This is an open access article distributed under the terms of the Creative Commons Attribution License, which permits unrestricted use, distribution, reproduction and adaptation in any medium and for any purpose provided that it is properly attributed. For attribution, the original author(s), title, publication source (PeerJ Preprints) and either DOI or URL of the article must be cited.
Cite this article
Huang H, Sukumaran J, Smith SA, Knowles LL.2017. Cause of gene tree discord? Distinguishing incomplete lineage sorting and lateral gene transfer in phylogenetics. PeerJ Preprints5:e3489v1https://doi.org/10.7287/peerj.preprints.3489v1
Despite recent efforts that have produced data sets with hundreds and thousands of gene regions to resolve regions of the tree of life, recalcitrant nodes persist and disagreement among genes as well as disagreement between individual gene trees and species trees are common. There are a number of evolutionary processes that contribute to these conflicts between gene trees and species trees, including deep coalescence (lineage sorting), horizontal gene transfer or hybridization, etc. While for some of these processes, we have very powerful and sophisticated models that uses the conflict in the gene trees as information that contributes materially to correctly inferring the species tree, such as the multispecies coalescent (MSC). However, usage of these models require a priori recognition of relevant processes, which is often unknown for empirical dataset. Here we propose a new perspective to not only identify the cause of discord among gene trees, but also use it to classify loci by the underlying cause of discord to identify subsets of loci for analysis with the goal of improving phylogenetic accuracy.

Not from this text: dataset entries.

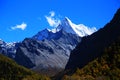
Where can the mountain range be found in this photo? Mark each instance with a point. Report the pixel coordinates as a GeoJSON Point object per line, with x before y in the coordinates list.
{"type": "Point", "coordinates": [47, 51]}
{"type": "Point", "coordinates": [85, 56]}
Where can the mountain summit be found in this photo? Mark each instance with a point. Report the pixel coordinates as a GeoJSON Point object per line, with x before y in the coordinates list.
{"type": "Point", "coordinates": [69, 27]}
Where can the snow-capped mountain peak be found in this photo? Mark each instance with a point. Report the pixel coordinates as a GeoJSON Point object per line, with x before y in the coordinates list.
{"type": "Point", "coordinates": [67, 26]}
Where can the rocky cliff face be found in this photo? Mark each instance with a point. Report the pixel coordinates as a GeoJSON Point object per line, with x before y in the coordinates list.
{"type": "Point", "coordinates": [47, 55]}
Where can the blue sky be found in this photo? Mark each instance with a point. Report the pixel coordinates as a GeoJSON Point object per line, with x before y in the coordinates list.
{"type": "Point", "coordinates": [24, 18]}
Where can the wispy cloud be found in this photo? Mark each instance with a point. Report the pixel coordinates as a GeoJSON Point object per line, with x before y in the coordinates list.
{"type": "Point", "coordinates": [53, 22]}
{"type": "Point", "coordinates": [21, 26]}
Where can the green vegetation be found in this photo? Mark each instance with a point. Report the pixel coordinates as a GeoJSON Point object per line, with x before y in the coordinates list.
{"type": "Point", "coordinates": [106, 67]}
{"type": "Point", "coordinates": [9, 70]}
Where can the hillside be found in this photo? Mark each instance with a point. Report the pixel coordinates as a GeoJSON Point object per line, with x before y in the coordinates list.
{"type": "Point", "coordinates": [92, 46]}
{"type": "Point", "coordinates": [105, 67]}
{"type": "Point", "coordinates": [9, 70]}
{"type": "Point", "coordinates": [97, 57]}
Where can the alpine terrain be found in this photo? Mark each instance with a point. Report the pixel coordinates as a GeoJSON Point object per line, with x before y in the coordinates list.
{"type": "Point", "coordinates": [97, 57]}
{"type": "Point", "coordinates": [48, 51]}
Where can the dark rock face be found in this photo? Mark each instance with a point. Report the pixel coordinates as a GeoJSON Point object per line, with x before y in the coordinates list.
{"type": "Point", "coordinates": [91, 46]}
{"type": "Point", "coordinates": [47, 55]}
{"type": "Point", "coordinates": [8, 49]}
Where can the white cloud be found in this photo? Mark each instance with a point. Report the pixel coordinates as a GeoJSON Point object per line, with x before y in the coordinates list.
{"type": "Point", "coordinates": [21, 26]}
{"type": "Point", "coordinates": [53, 22]}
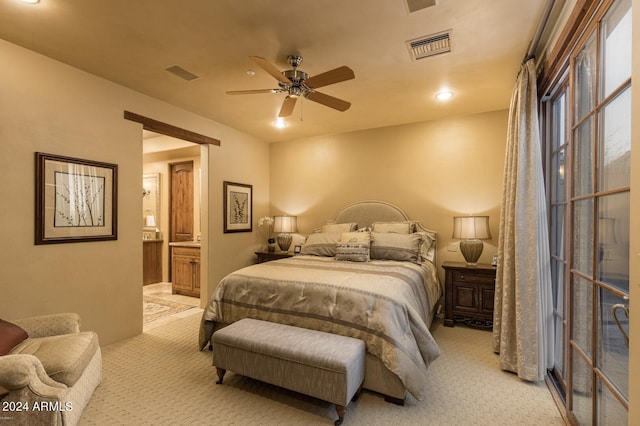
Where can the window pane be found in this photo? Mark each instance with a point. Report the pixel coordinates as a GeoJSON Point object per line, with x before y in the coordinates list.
{"type": "Point", "coordinates": [615, 143]}
{"type": "Point", "coordinates": [583, 159]}
{"type": "Point", "coordinates": [557, 279]}
{"type": "Point", "coordinates": [582, 390]}
{"type": "Point", "coordinates": [585, 77]}
{"type": "Point", "coordinates": [610, 411]}
{"type": "Point", "coordinates": [558, 177]}
{"type": "Point", "coordinates": [559, 122]}
{"type": "Point", "coordinates": [613, 240]}
{"type": "Point", "coordinates": [616, 47]}
{"type": "Point", "coordinates": [582, 259]}
{"type": "Point", "coordinates": [581, 317]}
{"type": "Point", "coordinates": [557, 231]}
{"type": "Point", "coordinates": [613, 351]}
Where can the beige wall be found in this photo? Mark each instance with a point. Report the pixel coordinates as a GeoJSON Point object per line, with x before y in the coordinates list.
{"type": "Point", "coordinates": [432, 170]}
{"type": "Point", "coordinates": [50, 107]}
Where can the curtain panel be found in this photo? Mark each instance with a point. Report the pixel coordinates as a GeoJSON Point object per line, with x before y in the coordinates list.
{"type": "Point", "coordinates": [522, 331]}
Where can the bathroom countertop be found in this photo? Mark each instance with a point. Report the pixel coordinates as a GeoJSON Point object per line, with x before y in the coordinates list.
{"type": "Point", "coordinates": [185, 244]}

This approach differs fundamentally from all other criteria used for making decisions about which loci to include in a phylogenetic analysis. In particular, the choice of loci in this framework is based on identifying those that reflect descent from a common ancestor (as opposed to other processes), and thereby can minimize problems with model misspecification. We present preliminary results that demonstrate the potential of this framework in distinguishing the lateral gene transfer (LGT) from incomplete lineage sorting (ILS) process, as implemented in a new software package CLASSIPHY, while also highlighting areas for further development and testing. We discussed why such methods (i) are critical to improving phylogenetic accuracy with the increased complexity of genomic/transcriptomic datasets, and that (ii) characterizing patterns of discordance and the contribution of different processes to this discordance is itself of interest for generating hypotheses about the role of lateral gene transfer, gene duplication, and incomplete lineage sorting during the divergence of different taxa.